Name of the Corporation Issuing the Capital Stock or Declaring the Extraordinary Dividend. Enter the name
of the corporation that issued the capital stock or declared the extraordinary dividend. If capital stock issued by more than
one corporation is included under the same election, list the names of all corporations. If this information is the same as what
you entered on line 2 of Part I, enter “Same as line 2 of Part I.”
If the name of the corporation which issued the stock or declared the extraordinary dividend is different than the corporation
name appearing on line 2 of Part I, attach an explanation as to how the corporations are related, and why the gain or dividend
being excluded qualifies for the income exclusion.
Description of the Capital Stock or the Extraordinary Dividend. Enter the description of the capital stock (for
example, “sold 100 shares of 7% preferred voting stock”). If you are claiming an extraordinary dividend, please enter a
detailed description of the dividend transaction. If this information is the same as what you entered on line 3 of Part I, enter
“as line 3 of Part I.”
If the Capital Stock Was Not Acquired While Employed. If the date the capital stock was acquired is not during
employment dates, attach an explanation of how the capital stock was acquired because of either employment or while
employed by the corporation.
Line 1, Sales Price of the Capital Stock. Enter the sales price of the capital stock as shown on the Federal Form 8949.
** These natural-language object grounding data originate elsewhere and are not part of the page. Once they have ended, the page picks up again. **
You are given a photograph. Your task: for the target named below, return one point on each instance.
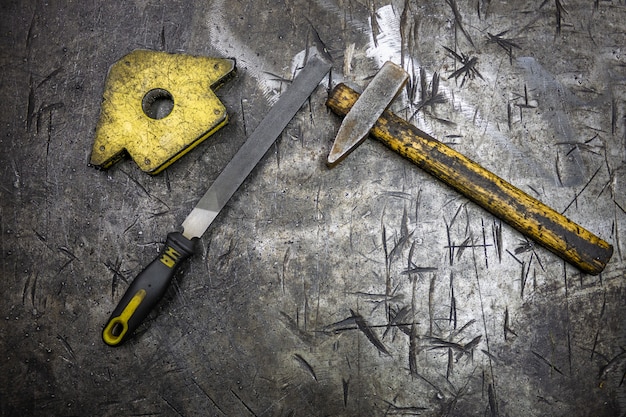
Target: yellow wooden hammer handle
(528, 215)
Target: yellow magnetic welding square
(158, 106)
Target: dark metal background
(369, 289)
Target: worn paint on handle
(528, 215)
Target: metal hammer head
(377, 96)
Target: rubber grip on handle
(147, 289)
(528, 215)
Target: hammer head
(377, 96)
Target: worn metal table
(368, 289)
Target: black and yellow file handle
(147, 289)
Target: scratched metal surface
(369, 289)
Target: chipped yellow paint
(155, 142)
(528, 215)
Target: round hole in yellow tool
(157, 103)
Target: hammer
(366, 114)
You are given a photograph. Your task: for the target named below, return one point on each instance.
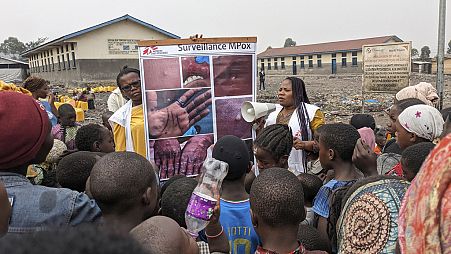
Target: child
(94, 138)
(413, 157)
(277, 203)
(74, 169)
(235, 217)
(311, 185)
(161, 234)
(105, 122)
(272, 147)
(66, 129)
(311, 238)
(336, 144)
(125, 185)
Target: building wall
(447, 66)
(97, 55)
(285, 64)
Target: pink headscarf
(422, 91)
(368, 136)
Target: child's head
(162, 235)
(337, 142)
(413, 157)
(277, 200)
(94, 138)
(74, 169)
(418, 123)
(122, 182)
(312, 239)
(363, 120)
(67, 115)
(175, 199)
(105, 117)
(311, 185)
(234, 152)
(273, 146)
(397, 108)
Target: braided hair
(277, 139)
(300, 98)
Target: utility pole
(441, 51)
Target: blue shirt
(321, 202)
(236, 220)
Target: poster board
(386, 67)
(192, 94)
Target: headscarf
(368, 136)
(425, 216)
(423, 120)
(368, 221)
(24, 126)
(422, 91)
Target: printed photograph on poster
(196, 71)
(232, 75)
(180, 112)
(162, 73)
(229, 120)
(180, 156)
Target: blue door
(334, 66)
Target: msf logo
(150, 50)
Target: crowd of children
(66, 188)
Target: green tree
(414, 52)
(289, 43)
(33, 44)
(425, 53)
(12, 46)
If a broker advised that the gross proceeds (gross sales price) less commission and option premium were reported to the
Internal Revenue Service, enter the net amount on line 1. Do not include the commission and option premium on line 2.
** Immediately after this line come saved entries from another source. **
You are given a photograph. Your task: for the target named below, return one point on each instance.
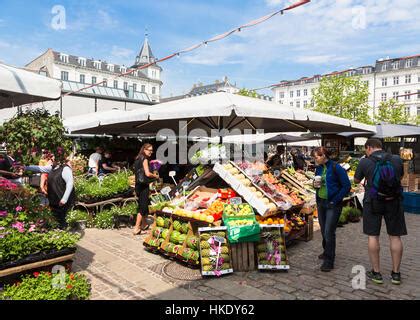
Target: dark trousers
(328, 217)
(60, 215)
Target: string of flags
(196, 46)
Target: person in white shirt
(94, 161)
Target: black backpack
(385, 184)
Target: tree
(345, 97)
(248, 93)
(28, 134)
(391, 112)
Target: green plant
(104, 220)
(30, 132)
(94, 188)
(344, 215)
(45, 286)
(15, 245)
(342, 96)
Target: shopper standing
(383, 198)
(94, 159)
(61, 193)
(332, 184)
(143, 178)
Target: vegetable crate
(215, 252)
(271, 250)
(243, 256)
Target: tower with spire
(152, 72)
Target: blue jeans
(328, 217)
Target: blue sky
(321, 37)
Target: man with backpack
(383, 198)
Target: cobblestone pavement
(119, 268)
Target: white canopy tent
(215, 111)
(19, 87)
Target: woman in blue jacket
(334, 186)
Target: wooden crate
(243, 256)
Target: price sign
(236, 200)
(219, 239)
(165, 191)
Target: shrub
(45, 286)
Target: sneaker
(327, 267)
(376, 277)
(395, 277)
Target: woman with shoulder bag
(332, 184)
(143, 179)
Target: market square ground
(119, 268)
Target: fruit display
(271, 220)
(240, 222)
(271, 250)
(238, 210)
(215, 253)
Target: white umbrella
(224, 111)
(19, 87)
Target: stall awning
(19, 87)
(219, 111)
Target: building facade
(397, 78)
(77, 72)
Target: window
(82, 62)
(64, 75)
(383, 97)
(64, 58)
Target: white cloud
(122, 52)
(106, 20)
(320, 59)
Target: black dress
(142, 189)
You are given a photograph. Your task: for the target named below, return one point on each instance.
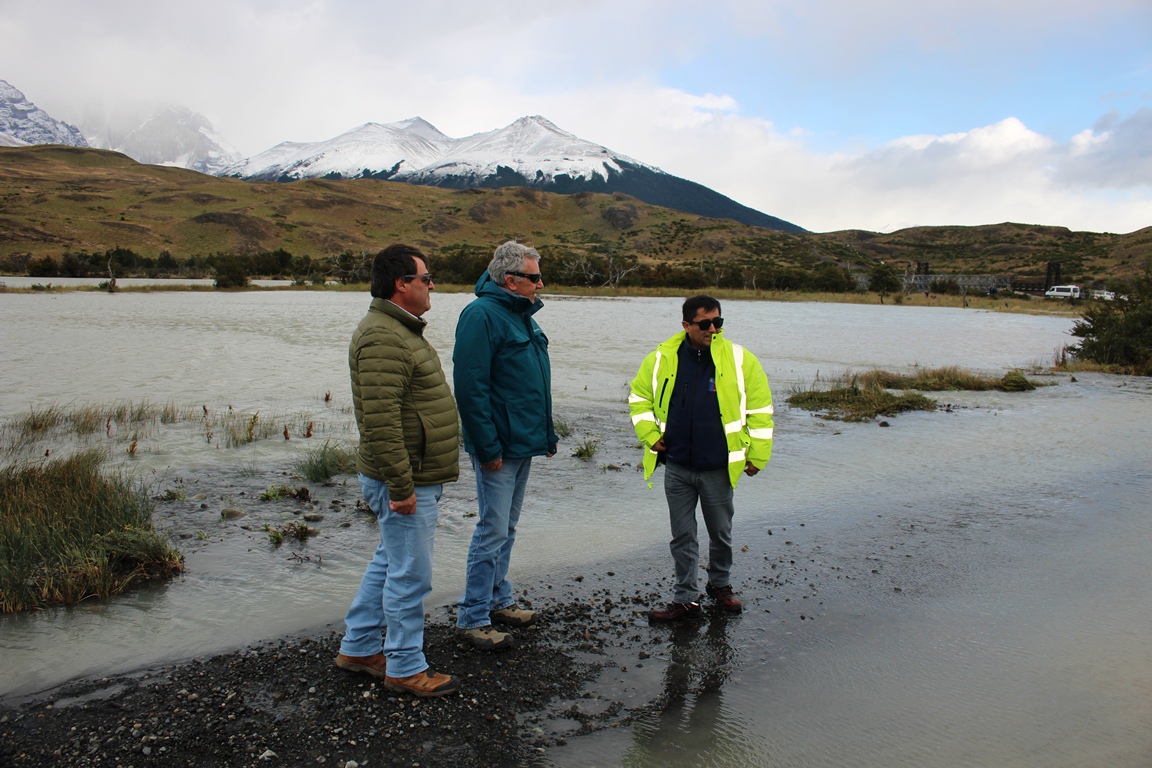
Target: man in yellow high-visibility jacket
(702, 405)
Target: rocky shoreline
(285, 702)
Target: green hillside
(57, 200)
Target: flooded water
(978, 576)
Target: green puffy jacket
(404, 411)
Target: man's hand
(406, 507)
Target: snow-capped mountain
(371, 150)
(23, 121)
(530, 152)
(167, 136)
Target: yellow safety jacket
(742, 388)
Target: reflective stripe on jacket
(742, 388)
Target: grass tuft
(69, 532)
(323, 462)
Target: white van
(1062, 291)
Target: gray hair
(508, 258)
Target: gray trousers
(712, 489)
Line 2, Cost or Other Basis in Capital Stock. In general, the “cost or other basis” is the cost of the capital stock as
shown on the Federal Form 8949. If cash cost was not used as a basis, attach an explanation of your basis.
When selling capital stock, adjust your basis by subtracting all the nontaxable distributions received before the sale. Also,
adjust the basis for any stock splits.
Increase the basis by any expenses of the sale such as broker’s fees, commissions, and option premiums before making an
entry on line 2, unless net sales price was reported on line 1.
LINE 3, Capital Gains on Sales of Capital Stock During this Year. Enter the amount of the capital gains on
qualifying capital stock transactions this year.
1. Distributions considered ordinary income or reported on Form W-2, and not on Federal Form 8949, do not qualify.
2. Losses on the qualifying capital stock must be netted against gains on the qualifying capital stock to determine the
amount to enter on line 3.
LINE 4, Capital Gains Exclusion Deferred from a Prior Year. Enter the amount of the qualified capital gain on
transactions in prior years that was carried forward.